La ligne directrice et l’article du «JAMA» soulignent d’une même voix que l’obésité est une maladie complexe, façonnée par la génétique, la neurobiologie, les comportements alimentaires, l’environnement ainsi que par des facteurs sociaux et économiques. Le traitement doit être centré sur la personne et non discriminatoire. L’OMS formule à cet égard deux «Good Practice Statements» :
  1. L’obésité nécessite une prise en charge tout au long de la vie, incluant le dépistage, le traitement précoce des comorbidités ainsi que les options pharmacologiques et chirurgicales lorsqu’elles sont indiquées.
  2. Toutes les personnes concernées doivent recevoir des conseils adaptés à leur contexte en matière de mode de vie et de comportements – y compris comme point d’entrée vers des programmes plus intensifs, en particulier lorsque des médicaments GLP-1 sont prescrits.

Prioriser plutôt que «premier arrivé, premier servi»

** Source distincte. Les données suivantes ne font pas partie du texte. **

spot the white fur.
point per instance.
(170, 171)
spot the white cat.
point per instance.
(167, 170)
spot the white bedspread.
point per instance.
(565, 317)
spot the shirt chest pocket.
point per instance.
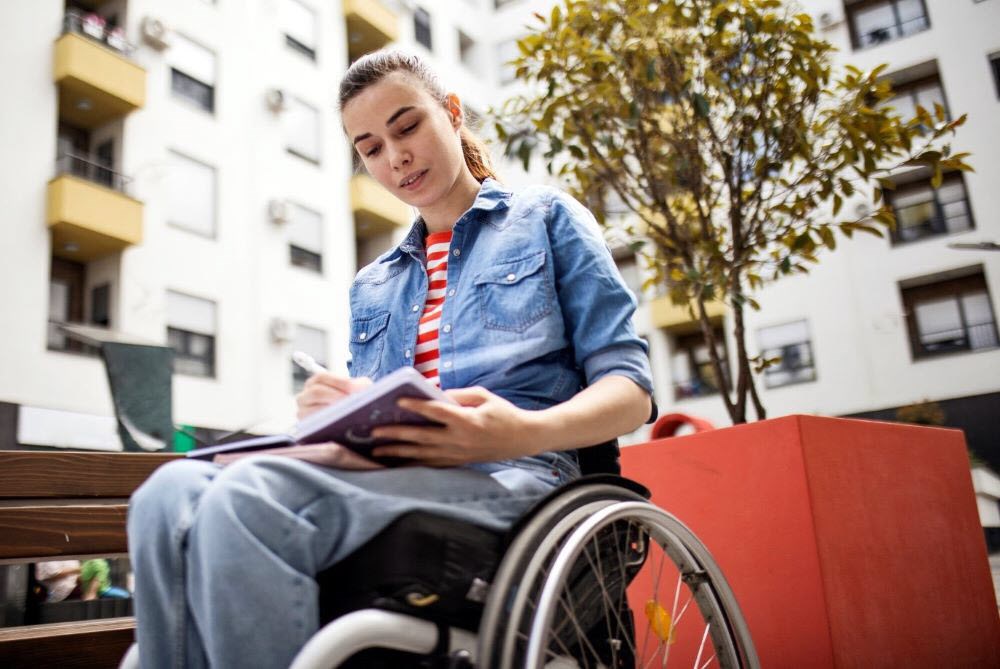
(368, 335)
(515, 294)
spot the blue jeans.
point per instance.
(225, 558)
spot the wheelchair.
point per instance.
(594, 576)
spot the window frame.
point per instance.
(318, 158)
(187, 337)
(939, 219)
(994, 60)
(687, 343)
(955, 287)
(775, 351)
(851, 10)
(215, 199)
(210, 359)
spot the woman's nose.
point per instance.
(399, 158)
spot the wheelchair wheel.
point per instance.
(614, 583)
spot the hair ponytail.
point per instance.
(373, 67)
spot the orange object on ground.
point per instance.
(668, 424)
(848, 543)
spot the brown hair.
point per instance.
(373, 67)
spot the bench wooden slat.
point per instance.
(33, 531)
(29, 474)
(96, 644)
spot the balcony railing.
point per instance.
(94, 26)
(86, 167)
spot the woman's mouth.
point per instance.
(413, 181)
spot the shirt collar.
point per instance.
(492, 196)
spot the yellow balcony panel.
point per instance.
(676, 318)
(370, 26)
(89, 220)
(96, 83)
(375, 210)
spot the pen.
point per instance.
(306, 362)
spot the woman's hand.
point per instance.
(324, 389)
(484, 427)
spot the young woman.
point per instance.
(510, 302)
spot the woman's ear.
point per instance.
(454, 107)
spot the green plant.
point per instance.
(719, 124)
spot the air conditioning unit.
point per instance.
(827, 20)
(282, 331)
(276, 101)
(277, 211)
(155, 33)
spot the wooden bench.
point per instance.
(60, 505)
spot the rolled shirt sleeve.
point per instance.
(597, 306)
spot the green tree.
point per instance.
(719, 124)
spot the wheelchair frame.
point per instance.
(525, 595)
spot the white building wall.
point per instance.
(851, 300)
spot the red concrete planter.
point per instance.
(848, 543)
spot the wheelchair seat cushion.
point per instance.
(430, 566)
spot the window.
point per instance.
(100, 305)
(691, 365)
(422, 27)
(192, 73)
(922, 211)
(191, 187)
(506, 52)
(790, 343)
(467, 50)
(312, 341)
(66, 287)
(300, 124)
(923, 92)
(877, 21)
(305, 237)
(191, 333)
(949, 315)
(995, 65)
(299, 24)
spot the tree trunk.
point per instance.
(721, 372)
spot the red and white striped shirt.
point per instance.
(427, 353)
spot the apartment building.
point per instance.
(176, 175)
(880, 323)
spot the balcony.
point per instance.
(375, 210)
(370, 26)
(97, 80)
(89, 214)
(669, 316)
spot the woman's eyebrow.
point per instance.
(399, 112)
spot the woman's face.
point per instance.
(407, 140)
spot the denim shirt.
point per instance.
(535, 308)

Selon l’OMS, les principaux obstacles ne concernent pas l’efficacité des traitements, mais leur mise en œuvre: Même dans les scénarios les plus optimistes, la capacité de production actuellement prévisible permettrait de fournir des thérapies GLP-1 à environ 100 millions de personnes – soit moins de 10% des personnes concernées. Les prix élevés, les chaînes d’approvisionnement limitées, l’absence de remboursement et des systèmes de santé insuffisamment préparés constituent des barrières majeures.

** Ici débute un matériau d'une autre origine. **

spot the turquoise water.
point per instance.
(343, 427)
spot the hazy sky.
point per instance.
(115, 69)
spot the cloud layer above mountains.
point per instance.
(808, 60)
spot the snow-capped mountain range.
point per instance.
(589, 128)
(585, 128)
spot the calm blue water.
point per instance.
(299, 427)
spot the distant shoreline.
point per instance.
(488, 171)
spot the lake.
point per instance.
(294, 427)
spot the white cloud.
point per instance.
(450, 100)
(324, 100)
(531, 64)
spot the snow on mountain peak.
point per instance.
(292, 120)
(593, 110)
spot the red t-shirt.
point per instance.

Face à un approvisionnement et à des capacités de prise en charge clairement insuffisants, l’OMS souhaite présenter dès 2026 un «cadre transparent et équitable de définition des priorités». Parallèlement, des analyses coût-bénéfice devront être établies pour différents contextes – tant pour la population générale atteinte d’obésité que pour des groupes à haut risque définis.